Mohan Sinha
26 Oct 2025, 03:40 GMT+10
LIMA, Peru: Residents of Lima, Peru's capital, saw more soldiers and police on the streets this week as a state of emergency took effect under newly sworn-in President José Jerí, who says the move is meant to curb crime.
The decree gives authorities sweeping powers, suspending constitutional rights such as freedom of assembly and protest. It also bans two adults from riding on a motorcycle together, limits prison visits, and allows power cuts to prison cells except for lighting.
Jerí became president on October 10 after lawmakers removed Dina Boluarte from office, partly because she failed to stop rising crime. He declared the state of emergency a week after a mass protest demanding his resignation turned violent — police killed one protester and another was seriously injured.
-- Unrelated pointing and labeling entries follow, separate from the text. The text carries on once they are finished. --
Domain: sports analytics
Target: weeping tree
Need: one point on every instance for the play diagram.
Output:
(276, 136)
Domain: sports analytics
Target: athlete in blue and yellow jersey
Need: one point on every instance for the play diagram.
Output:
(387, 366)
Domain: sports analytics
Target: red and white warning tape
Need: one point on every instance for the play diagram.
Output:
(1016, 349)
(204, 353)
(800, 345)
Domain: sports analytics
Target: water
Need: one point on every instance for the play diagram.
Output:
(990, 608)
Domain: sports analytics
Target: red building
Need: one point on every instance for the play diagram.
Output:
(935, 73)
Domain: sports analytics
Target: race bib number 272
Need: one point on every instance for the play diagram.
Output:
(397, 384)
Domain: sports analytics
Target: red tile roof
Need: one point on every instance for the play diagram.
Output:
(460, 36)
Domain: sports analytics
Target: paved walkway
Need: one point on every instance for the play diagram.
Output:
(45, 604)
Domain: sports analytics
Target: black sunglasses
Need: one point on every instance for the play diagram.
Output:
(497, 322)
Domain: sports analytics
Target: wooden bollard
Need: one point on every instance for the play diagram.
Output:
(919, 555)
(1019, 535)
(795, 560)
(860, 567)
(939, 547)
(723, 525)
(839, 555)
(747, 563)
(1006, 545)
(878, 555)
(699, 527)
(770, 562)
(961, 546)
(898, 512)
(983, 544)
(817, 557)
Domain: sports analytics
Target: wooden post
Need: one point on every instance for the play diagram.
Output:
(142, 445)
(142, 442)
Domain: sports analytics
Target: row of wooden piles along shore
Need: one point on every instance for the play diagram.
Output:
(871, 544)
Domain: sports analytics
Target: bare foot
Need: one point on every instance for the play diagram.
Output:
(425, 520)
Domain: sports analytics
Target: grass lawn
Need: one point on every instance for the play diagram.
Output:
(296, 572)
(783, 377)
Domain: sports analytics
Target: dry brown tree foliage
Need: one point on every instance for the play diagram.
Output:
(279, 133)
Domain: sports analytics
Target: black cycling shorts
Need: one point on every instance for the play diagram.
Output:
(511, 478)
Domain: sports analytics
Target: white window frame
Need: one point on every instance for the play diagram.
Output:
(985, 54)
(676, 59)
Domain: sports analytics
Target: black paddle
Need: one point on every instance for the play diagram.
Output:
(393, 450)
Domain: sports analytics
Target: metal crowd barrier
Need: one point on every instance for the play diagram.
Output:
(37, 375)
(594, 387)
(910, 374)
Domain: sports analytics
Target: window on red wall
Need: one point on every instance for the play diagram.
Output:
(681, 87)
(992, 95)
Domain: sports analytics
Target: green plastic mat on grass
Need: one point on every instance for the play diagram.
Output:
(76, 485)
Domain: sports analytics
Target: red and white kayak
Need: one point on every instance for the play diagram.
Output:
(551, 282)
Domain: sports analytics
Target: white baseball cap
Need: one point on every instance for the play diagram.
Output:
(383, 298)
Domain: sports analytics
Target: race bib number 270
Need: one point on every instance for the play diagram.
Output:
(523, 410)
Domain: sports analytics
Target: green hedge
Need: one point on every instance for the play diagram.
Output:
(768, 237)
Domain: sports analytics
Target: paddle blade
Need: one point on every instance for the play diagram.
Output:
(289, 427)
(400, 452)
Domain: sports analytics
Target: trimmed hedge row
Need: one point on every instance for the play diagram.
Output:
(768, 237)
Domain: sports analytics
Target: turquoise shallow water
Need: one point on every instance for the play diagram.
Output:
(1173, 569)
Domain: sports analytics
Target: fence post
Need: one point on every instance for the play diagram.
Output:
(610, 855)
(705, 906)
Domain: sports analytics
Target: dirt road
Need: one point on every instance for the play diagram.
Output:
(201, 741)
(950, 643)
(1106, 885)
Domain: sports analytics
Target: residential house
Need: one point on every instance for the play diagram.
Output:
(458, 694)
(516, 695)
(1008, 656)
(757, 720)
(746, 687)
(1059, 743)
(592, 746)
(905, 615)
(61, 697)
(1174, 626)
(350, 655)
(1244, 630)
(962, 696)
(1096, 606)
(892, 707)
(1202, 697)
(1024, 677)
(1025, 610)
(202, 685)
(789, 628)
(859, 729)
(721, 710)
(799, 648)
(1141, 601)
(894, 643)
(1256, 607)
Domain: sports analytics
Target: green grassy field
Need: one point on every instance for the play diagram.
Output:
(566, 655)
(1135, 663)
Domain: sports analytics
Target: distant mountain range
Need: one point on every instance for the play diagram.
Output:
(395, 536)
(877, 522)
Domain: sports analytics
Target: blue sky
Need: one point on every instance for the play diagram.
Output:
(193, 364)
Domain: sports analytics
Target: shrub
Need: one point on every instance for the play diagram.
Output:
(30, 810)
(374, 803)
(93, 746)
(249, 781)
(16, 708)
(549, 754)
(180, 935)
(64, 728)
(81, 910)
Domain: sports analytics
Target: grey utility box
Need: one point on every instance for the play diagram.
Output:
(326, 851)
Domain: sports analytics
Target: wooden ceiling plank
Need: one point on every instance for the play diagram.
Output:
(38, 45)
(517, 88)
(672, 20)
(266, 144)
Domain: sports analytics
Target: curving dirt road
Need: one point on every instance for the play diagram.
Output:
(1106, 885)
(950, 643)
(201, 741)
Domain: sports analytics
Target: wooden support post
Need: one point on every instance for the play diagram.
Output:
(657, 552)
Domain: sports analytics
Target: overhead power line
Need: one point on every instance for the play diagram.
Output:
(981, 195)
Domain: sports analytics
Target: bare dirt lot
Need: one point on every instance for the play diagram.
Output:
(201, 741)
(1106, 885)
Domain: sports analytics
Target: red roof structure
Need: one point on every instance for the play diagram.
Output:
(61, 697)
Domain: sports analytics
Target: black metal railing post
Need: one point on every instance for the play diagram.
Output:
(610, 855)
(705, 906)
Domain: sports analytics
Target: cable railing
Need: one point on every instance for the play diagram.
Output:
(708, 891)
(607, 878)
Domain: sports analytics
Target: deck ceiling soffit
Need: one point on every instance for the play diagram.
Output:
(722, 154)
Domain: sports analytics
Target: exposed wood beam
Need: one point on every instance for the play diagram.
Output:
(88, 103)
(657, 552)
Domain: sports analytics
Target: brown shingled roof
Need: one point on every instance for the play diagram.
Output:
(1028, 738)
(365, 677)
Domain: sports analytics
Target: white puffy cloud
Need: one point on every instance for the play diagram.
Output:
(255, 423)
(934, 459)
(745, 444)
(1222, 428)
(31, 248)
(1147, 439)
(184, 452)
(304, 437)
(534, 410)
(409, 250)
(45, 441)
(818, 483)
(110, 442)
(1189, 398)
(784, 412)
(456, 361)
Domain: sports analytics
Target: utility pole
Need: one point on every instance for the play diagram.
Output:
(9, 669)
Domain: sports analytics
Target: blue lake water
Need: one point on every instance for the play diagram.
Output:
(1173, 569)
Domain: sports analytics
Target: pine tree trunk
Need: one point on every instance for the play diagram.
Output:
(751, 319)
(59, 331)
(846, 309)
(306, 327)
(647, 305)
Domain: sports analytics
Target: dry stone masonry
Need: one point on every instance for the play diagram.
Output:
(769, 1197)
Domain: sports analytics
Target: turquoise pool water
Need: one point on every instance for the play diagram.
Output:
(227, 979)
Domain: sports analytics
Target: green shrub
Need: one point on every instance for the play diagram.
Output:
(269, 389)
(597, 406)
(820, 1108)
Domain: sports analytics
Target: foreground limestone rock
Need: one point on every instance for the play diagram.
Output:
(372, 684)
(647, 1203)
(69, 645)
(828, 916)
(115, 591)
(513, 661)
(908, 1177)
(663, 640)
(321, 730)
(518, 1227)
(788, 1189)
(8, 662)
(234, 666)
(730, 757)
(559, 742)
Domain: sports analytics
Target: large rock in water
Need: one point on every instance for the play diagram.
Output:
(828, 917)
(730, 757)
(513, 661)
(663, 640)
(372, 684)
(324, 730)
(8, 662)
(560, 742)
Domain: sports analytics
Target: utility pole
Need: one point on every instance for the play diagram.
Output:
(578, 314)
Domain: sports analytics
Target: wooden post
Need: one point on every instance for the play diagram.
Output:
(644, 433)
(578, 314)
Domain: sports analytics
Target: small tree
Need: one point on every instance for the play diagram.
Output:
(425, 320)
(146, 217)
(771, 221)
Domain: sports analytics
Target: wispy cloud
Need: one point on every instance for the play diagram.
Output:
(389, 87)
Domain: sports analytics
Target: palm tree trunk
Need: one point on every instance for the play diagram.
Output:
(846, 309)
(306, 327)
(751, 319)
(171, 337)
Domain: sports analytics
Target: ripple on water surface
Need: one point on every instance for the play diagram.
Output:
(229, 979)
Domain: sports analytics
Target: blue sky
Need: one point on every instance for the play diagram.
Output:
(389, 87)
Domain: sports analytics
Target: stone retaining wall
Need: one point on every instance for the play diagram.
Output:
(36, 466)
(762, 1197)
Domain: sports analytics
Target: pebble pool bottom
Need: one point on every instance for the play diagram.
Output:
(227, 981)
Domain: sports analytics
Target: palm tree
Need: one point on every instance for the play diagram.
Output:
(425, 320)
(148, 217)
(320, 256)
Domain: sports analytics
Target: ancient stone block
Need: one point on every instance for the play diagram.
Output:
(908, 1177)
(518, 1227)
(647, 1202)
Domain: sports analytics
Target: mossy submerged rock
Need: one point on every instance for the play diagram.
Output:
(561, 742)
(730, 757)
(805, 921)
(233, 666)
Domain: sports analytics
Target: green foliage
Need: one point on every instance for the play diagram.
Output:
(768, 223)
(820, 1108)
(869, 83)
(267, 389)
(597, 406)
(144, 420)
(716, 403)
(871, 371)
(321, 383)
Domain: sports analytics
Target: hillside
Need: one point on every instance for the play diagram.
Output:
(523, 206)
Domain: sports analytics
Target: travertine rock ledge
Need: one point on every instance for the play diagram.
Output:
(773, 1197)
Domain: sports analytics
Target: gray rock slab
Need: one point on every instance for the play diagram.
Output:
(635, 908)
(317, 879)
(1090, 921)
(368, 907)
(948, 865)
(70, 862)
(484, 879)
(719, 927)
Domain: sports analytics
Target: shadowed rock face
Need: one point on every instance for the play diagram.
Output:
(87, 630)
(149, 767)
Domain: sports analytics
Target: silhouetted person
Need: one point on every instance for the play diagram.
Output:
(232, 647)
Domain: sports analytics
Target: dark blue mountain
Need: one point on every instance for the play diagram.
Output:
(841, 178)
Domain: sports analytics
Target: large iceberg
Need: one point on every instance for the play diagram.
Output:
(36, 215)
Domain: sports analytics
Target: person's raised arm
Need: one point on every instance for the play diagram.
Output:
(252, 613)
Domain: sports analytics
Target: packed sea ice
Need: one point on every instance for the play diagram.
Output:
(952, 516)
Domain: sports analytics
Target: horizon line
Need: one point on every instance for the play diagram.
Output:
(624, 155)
Many Peruvians, however, doubt the new measure will work. Similar crackdowns under Boluarte achieved little, they say.
"There have already been several states of emergency, but the extortion and killings continue," said Manuel Timoteo, waiting for a bus in northern Lima. "The soldiers come out for a few days, stand on the corners with their rifles, and then leave — nothing changes."
Boluarte's administration had declared a state of emergency in March, later extending it until May. Critics said it failed to stop criminal gangs that extort small businesses and murder public transport workers — sometimes in front of passengers.
Peru's crime rates have surged in recent years. Government data show homicides climbed from 676 cases in 2017 to 2,082 in 2024, while extortion reports jumped from 2,305 in 2020 to 21,746 last year. Most victims come from working-class communities.